The Good Food Bad Food Court

A person's internal courtroom where every food choice is put on trial -- salad is acquitted with praise, pasta is found guilty of moral failure, and the person is both judge and defendant.

Explanation

You eat a salad and feel virtuous. You eat pasta and feel guilty. You eat dessert and feel like you have committed a crime. Somewhere along the way, food stopped being food and became a moral test -- and every meal is a verdict on your character. This is food morality, and it is one of the most deeply internalized aspects of diet culture. The language gives it away: cheat meals, guilty pleasures, clean eating, being good, being bad. These are not nutritional terms. They are moral judgments borrowed from ethics and applied to lunch. Research by Rozin and colleagues has shown that Americans in particular attach moral weight to food choices in a way that is culturally specific and psychologically harmful -- creating guilt, shame, and anxiety around one of the most fundamental human activities. The psychological damage of food morality operates on multiple levels. On the surface, it creates daily anxiety around eating. Below that, it links self-worth to dietary compliance -- you are a good person when you eat the right things and a bad person when you do not.

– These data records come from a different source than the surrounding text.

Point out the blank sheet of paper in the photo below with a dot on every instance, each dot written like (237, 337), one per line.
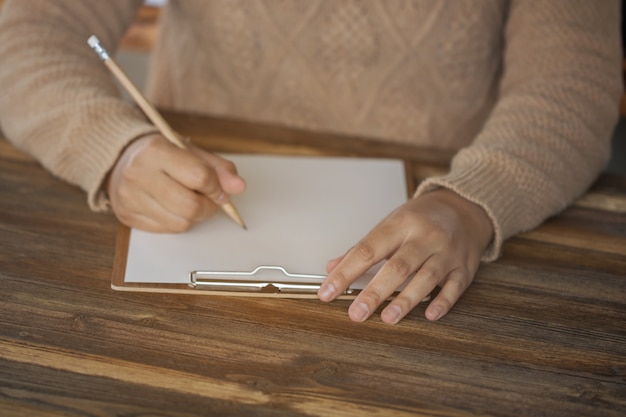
(300, 213)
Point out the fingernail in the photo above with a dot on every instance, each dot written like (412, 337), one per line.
(434, 313)
(359, 312)
(326, 292)
(391, 314)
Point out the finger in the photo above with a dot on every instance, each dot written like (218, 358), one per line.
(455, 285)
(429, 275)
(180, 201)
(367, 252)
(195, 173)
(392, 275)
(226, 172)
(333, 263)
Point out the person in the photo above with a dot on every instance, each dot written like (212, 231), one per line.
(524, 92)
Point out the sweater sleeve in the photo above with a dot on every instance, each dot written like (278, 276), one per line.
(548, 136)
(59, 103)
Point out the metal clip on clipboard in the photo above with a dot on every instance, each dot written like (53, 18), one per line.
(244, 282)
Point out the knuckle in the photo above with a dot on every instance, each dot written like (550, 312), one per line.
(201, 178)
(399, 266)
(340, 278)
(364, 250)
(430, 275)
(229, 166)
(192, 207)
(371, 297)
(405, 301)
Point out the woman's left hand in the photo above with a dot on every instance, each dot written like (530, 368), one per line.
(438, 236)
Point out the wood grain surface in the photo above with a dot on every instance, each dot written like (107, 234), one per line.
(541, 332)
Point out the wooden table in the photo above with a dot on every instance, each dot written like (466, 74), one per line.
(541, 332)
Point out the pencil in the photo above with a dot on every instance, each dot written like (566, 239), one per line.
(151, 112)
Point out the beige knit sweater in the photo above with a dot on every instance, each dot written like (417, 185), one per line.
(527, 91)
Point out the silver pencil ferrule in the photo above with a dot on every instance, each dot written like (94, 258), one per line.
(94, 42)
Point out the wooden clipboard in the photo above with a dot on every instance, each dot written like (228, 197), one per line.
(309, 209)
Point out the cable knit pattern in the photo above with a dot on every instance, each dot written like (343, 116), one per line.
(526, 90)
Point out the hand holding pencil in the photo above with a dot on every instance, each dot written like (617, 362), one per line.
(162, 184)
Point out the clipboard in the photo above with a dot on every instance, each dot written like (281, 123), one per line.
(301, 211)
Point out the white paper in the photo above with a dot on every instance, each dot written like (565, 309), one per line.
(300, 213)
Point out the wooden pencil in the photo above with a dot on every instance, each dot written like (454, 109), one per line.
(152, 114)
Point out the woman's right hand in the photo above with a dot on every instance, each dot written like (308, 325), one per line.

At the deepest level, it disconnects you from your own hunger and satiety cues, because you are no longer eating based on what your body needs but on what the internal courtroom will approve. Dismantling food morality does not mean nutrition does not matter. It means recognizing that eating a cookie does not make you a bad person any more than eating kale makes you a good one. Food is fuel, pleasure, culture, and connection. It was never meant to be a character witness.

Key Takeaway

When eating a cookie feels like committing a crime, the problem is not the cookie. It is the courtroom you built inside your head.

A Better Approach
A stick figure peeling the 'GUILTY' label off a slice of cake. Underneath, it just says 'cake'
Remove the moral label. Underneath it, food is just food.
A stick figure dismissing the internal judge, removing the powdered wig. The courtroom dissolves into a kitchen table
Fire the judge. You do not need a courtroom to eat dinner.
A stick figure eating a variety of foods -- salad, pasta, fruit, chocolate -- all at the same table. No labels. No halos. No handcuffs
You can eat a salad and a cookie in the same day and still be a whole person.
A stick figure eating calmly and listening to their body. A thought bubble reads 'Am I hungry? Does this satisfy me?' instead of 'Am I allowed to eat this?'
Replace 'Am I allowed?' with 'Am I hungry?' Your body was the expert all along.